Dans Je veux un pays (2013) c'est à un voyage immobile que nous invite Andreas Flourakis . Un groupe d'individus veulent quitter leur pays asphyxié par la crise économique. Assis sur leur valise, ils devisent. Se pose alors la question du pays idéal. Chacun envisage sa quête sous un angle particulier, un pays où l'argent ne serait plus essentiel, où on ferait table rase de l'histoire, où la religion n'aurait plus force de loi. Ainsi, cette vision du pays idéal s'affirme inévitablement comme politique. de l'utopie à la contre-utopie (haine des vieux, des immigrés, tout y passe!), le texte se referme finalement sur l'espoir d'un pays nouveau où la beauté serait reine (car, comme le dit Héraclite, panta rei, tout coule).

La pièce d'Anaïs Claire Panagiou, le phare de Korakas,(2020) se déroule à Lesbos: un cadre idyllique, une jeune femme peint au bord de l'eau, essaie d'en retranscrire la splendeur. Un ami lui reproche son inaction car l'île est le lieu d'un véritable enfer. Les migrants qui y échouent en sont repoussés. On les dépouille de leurs pauvres biens. Un véritable business en effet s'organise autour de la question migratoire. Plus loin, au City Plaza d'Athènes, des bénévoles s'organisent pour assurer la survie de ceux qui ont réussi à passer. Nous sommes au théâtre et les décors y prennent des teintes symboliques: la montagne se teinte d'orangé, la couleur des gilets de sauvetage échoués sur le rivage. Dans ce texte où la poésie se mêle à l'ironie, l'auteur pousse le spectateur dans ses derniers retranchements. Ce dernier devient partie prenante de l'action et se transforme en migrant qu'on interpelle.
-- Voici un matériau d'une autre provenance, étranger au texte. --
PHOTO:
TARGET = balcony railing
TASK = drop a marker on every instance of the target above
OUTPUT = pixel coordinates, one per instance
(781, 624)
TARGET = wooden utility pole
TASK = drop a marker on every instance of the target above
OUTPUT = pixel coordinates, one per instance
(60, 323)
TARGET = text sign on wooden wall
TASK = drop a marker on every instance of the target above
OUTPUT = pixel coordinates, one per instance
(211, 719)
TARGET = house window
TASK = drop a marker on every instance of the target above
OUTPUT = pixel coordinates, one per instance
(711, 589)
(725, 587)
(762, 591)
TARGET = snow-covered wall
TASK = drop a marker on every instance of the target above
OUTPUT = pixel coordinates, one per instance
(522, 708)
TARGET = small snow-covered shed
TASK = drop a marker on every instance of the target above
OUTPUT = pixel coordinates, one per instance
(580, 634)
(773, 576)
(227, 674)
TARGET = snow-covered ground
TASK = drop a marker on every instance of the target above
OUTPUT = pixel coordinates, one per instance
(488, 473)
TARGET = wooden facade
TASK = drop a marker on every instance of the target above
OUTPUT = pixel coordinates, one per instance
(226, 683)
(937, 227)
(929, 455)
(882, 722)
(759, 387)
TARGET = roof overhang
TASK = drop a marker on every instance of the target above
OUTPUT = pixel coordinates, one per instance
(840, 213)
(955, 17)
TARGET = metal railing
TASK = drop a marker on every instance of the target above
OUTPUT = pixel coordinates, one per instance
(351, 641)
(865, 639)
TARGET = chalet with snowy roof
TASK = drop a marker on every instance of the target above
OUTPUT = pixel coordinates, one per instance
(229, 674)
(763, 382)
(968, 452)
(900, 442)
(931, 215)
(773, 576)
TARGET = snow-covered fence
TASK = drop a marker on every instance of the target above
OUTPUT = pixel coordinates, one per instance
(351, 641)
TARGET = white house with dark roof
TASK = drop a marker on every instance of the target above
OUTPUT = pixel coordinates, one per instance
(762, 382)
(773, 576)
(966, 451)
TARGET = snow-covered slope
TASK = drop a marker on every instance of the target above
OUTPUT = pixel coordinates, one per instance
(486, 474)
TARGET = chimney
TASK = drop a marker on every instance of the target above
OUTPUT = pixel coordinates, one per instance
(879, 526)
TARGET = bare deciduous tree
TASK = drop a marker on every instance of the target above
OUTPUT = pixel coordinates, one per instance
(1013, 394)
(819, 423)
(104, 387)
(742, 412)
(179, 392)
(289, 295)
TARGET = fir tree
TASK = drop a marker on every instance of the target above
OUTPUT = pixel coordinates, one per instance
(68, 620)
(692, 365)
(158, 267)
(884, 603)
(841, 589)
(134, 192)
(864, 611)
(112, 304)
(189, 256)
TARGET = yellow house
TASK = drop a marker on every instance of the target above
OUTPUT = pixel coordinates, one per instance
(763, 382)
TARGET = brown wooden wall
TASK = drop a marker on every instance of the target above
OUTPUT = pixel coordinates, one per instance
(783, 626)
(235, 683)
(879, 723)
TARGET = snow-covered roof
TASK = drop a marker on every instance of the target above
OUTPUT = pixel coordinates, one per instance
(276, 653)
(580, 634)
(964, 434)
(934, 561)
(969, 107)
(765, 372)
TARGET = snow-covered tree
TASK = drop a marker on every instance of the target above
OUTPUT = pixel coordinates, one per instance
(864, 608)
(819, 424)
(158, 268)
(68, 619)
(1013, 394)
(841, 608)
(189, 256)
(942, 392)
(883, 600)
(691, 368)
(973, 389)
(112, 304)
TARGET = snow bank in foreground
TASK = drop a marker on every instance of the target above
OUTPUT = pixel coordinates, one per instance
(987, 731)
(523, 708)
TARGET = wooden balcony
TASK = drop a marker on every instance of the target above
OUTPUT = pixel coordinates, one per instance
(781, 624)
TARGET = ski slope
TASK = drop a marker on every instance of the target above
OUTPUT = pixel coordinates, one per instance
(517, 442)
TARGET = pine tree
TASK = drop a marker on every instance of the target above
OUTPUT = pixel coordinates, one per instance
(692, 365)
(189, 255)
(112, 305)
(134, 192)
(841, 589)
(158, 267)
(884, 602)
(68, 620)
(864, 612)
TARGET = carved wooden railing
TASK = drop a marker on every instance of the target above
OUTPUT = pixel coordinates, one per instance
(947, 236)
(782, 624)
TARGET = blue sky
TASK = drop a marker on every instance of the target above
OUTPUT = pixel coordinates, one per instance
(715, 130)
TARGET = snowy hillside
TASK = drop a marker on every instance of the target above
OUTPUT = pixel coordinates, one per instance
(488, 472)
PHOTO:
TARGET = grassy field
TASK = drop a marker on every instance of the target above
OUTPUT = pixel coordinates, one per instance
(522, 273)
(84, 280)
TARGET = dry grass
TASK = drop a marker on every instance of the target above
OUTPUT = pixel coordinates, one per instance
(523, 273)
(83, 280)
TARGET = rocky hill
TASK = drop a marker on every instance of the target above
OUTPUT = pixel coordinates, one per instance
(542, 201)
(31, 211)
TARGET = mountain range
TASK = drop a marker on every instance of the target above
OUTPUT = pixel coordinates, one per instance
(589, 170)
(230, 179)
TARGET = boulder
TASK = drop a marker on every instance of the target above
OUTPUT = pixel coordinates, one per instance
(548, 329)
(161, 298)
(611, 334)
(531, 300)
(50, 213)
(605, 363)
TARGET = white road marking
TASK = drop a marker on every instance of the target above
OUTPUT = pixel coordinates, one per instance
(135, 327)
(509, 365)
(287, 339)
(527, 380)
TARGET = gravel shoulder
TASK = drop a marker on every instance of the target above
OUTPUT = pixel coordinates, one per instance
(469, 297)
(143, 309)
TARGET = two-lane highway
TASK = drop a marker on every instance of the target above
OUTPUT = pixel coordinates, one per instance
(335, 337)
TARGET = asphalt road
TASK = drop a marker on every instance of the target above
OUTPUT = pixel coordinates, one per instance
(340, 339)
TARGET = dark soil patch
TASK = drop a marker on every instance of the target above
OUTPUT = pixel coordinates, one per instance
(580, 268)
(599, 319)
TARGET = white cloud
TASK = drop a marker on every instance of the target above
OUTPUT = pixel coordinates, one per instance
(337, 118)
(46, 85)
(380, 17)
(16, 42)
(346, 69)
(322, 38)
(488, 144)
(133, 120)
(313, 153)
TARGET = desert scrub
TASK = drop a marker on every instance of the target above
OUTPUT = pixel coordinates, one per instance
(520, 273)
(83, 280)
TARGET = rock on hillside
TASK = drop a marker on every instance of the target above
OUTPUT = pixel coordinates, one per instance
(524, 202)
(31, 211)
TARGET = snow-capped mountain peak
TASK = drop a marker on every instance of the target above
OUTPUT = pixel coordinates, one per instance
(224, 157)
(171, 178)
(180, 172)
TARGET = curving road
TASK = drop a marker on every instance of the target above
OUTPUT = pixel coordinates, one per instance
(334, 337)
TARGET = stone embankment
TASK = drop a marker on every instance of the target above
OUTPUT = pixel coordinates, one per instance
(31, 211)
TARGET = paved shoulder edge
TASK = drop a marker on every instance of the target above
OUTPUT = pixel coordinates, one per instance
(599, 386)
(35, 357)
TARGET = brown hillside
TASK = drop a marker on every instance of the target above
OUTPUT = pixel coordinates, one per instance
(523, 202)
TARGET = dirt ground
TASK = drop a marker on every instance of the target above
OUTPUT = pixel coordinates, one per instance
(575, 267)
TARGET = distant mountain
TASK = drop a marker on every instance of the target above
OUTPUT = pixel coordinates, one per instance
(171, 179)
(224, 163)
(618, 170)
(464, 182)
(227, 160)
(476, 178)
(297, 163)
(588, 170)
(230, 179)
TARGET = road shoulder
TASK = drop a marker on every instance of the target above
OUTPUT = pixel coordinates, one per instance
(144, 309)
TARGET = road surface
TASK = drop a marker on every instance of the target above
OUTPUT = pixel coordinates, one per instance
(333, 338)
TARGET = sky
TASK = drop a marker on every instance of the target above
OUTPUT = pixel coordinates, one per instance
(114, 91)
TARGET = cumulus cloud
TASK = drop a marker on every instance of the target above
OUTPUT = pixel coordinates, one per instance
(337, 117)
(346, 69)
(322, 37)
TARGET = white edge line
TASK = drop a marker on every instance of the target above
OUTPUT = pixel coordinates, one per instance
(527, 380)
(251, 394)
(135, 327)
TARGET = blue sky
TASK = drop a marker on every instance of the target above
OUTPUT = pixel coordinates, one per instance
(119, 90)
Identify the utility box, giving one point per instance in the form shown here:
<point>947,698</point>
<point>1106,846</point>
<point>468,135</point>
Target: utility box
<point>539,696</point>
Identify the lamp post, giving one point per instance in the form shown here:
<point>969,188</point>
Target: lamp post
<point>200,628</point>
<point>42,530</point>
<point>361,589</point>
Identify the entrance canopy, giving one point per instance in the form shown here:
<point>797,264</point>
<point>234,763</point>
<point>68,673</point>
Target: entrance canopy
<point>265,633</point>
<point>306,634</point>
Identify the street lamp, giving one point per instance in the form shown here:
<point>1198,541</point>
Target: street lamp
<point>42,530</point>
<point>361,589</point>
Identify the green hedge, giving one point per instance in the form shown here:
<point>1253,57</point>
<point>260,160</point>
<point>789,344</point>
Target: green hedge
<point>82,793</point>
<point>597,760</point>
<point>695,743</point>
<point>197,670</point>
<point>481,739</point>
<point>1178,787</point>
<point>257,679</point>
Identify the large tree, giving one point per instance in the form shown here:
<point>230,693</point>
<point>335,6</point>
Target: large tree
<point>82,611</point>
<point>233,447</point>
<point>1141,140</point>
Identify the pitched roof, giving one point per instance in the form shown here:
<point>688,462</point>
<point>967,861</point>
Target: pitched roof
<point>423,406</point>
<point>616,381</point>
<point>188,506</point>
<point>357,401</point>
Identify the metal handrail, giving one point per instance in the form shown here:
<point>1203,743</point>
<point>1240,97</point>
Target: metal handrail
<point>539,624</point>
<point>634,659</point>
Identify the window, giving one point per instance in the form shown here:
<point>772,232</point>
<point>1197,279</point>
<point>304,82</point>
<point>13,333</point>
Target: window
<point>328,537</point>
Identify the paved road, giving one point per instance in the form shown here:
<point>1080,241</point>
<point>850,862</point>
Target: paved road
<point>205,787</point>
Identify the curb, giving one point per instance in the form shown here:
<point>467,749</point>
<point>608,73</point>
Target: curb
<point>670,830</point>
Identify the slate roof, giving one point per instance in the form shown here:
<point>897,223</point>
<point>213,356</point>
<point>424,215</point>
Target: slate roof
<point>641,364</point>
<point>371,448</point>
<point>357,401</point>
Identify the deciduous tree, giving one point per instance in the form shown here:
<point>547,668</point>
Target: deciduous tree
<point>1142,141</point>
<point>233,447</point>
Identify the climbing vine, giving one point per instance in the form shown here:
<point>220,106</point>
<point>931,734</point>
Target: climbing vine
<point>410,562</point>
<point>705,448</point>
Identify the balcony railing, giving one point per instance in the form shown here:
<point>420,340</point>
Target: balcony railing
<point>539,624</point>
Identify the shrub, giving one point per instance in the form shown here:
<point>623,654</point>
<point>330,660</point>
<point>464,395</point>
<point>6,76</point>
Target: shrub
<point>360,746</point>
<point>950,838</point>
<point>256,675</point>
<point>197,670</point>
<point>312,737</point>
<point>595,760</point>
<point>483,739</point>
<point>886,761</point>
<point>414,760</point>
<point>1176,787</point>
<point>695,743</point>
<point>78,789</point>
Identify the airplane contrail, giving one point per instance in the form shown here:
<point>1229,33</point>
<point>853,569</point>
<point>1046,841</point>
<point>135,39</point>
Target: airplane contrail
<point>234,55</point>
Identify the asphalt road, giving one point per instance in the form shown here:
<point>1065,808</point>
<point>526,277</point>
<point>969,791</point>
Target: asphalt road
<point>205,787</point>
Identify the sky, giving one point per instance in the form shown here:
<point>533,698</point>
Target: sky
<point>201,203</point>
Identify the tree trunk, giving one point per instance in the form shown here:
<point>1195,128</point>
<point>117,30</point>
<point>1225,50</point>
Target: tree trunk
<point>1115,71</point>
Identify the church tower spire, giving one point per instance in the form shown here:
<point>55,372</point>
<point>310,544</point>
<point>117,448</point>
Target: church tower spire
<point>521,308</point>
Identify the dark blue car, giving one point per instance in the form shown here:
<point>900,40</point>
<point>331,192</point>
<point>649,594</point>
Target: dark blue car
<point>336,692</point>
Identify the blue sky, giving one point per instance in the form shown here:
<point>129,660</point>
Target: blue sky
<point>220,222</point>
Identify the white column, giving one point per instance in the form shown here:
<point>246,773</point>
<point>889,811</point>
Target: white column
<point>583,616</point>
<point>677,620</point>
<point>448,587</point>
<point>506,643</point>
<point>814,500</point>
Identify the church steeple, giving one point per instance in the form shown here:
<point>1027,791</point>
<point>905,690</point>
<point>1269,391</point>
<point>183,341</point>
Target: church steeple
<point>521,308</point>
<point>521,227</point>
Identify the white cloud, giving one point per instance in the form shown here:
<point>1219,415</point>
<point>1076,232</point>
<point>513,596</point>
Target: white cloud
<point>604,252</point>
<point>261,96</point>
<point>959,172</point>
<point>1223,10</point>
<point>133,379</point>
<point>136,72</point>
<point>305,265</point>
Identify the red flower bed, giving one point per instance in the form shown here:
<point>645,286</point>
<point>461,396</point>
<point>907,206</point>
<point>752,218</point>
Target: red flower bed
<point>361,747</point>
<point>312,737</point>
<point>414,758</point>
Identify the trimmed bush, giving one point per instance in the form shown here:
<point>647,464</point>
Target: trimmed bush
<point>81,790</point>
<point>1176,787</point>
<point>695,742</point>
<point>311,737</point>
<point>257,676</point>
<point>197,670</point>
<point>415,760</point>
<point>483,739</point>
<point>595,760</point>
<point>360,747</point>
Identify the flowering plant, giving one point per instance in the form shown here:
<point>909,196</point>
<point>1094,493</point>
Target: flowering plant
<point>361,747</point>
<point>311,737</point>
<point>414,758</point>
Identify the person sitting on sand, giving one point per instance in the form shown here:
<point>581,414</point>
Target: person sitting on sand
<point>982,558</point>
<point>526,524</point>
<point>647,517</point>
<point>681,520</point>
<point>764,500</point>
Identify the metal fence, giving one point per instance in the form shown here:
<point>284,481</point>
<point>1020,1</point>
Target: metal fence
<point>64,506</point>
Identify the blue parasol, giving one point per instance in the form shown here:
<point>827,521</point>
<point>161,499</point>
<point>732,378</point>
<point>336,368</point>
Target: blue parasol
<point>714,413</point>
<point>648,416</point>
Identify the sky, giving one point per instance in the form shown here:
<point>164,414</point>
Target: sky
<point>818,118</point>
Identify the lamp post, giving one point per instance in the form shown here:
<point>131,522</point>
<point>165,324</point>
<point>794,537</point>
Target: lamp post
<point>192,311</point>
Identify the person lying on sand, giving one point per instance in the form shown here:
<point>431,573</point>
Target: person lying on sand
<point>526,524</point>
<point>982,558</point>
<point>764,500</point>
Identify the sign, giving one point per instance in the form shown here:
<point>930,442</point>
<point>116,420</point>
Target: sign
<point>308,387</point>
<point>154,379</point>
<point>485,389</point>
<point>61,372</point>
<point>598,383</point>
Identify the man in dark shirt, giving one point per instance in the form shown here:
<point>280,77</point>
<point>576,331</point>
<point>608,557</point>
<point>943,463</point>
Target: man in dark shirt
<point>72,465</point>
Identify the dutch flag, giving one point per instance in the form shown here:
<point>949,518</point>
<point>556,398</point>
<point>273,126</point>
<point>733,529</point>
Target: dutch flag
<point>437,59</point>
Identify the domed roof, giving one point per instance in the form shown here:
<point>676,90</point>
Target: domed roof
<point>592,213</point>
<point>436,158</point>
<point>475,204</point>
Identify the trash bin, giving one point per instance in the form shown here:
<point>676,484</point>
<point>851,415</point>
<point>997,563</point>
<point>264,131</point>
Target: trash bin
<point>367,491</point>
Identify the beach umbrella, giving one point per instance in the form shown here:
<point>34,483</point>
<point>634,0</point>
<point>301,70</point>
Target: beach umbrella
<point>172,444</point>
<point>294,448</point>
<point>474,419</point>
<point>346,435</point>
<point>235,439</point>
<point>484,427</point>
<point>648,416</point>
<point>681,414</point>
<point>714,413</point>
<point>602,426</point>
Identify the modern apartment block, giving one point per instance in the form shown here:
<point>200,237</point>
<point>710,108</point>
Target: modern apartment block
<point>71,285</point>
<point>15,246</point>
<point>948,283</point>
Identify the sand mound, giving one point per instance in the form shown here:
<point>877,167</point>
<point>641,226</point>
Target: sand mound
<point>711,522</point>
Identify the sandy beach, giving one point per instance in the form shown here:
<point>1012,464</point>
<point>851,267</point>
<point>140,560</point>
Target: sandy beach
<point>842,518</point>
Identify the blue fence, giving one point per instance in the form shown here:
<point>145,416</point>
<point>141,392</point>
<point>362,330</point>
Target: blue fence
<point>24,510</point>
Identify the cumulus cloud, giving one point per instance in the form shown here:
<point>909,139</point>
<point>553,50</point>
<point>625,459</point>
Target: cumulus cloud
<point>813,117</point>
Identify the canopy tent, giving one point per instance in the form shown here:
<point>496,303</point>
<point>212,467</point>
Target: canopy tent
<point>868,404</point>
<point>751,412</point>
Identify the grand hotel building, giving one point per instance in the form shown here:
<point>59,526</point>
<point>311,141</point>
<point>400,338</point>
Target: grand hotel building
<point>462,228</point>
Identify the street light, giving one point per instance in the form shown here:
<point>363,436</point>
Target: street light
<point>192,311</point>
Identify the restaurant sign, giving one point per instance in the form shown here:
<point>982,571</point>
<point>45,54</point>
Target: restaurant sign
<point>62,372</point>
Ni de là bas, ni d'ici,(2008), la pièce de Zoubeir Ben Bouchta, met en scène Arab La France parti de Clichy Sous Bois après les émeutes de 2005. Il veut retrouver sa petite amie à Marseille. Caché sous un camion, il se retrouve sans le vouloir à Tanger. Il y rencontre Assas, le gardien d'un hangar qui, lui, veut émigrer en Europe. Un dialogue surréaliste s'installe entre eux: le Ouarzazate mythique, filmé par les cinéastes étrangers, dont est originaire Assas le gardien et qui fait rêver Arab La France y laisse la place à un désert gangrené par la misère où l'espoir d'une vie meilleure est vain. L'intégrisme islamiste n'est jamais loin non plus dans cette pièce où la drôlerie flirte avec le désespoir.

Dans Bords (2017) de Tino Capello, deux migrantes surveillées par trois gardes femmes attendent qu'on décide de leur sort. Pour passer le temps, elles jouent au jeu de chaises musicales, jeu hautement symbolique où celle qui perd sa place est censée devoir partir. Pour tromper leur ennui, elles convoquent également l'imaginaire, miment une course, un envol, une nage, bref, le rêve d'un ailleurs. Peu à peu, l'humanité va reprendre ses droits, on fait de la place sur une chaise à celle qui n'a pas été assez rapide, l'une des gardes refuse les ordres, et, dans un bel élan de solidarité, ouvre les bras aux deux migrantes.

Enfin, Racines Flottantes (2017) de Gabriela Acosta Bastidas, évoque la blessure originelle, ce déchirement de l'exilé dont les souvenirs sont à la fois confus et tenaces, la terre mère, l'endroit d'où l'on vient, où l'on est né, où l'on a laissé son coeur. Comment recoller les fragments d'un être écartelé entre deux cultures, Gabriella Acosta Bastidas décrit avec sensibilité et émotion cette douloureuse problématique, interroge la question des frontières, les frontières géographiques mais aussi les frontières invisibles comme celles de l'indifférence.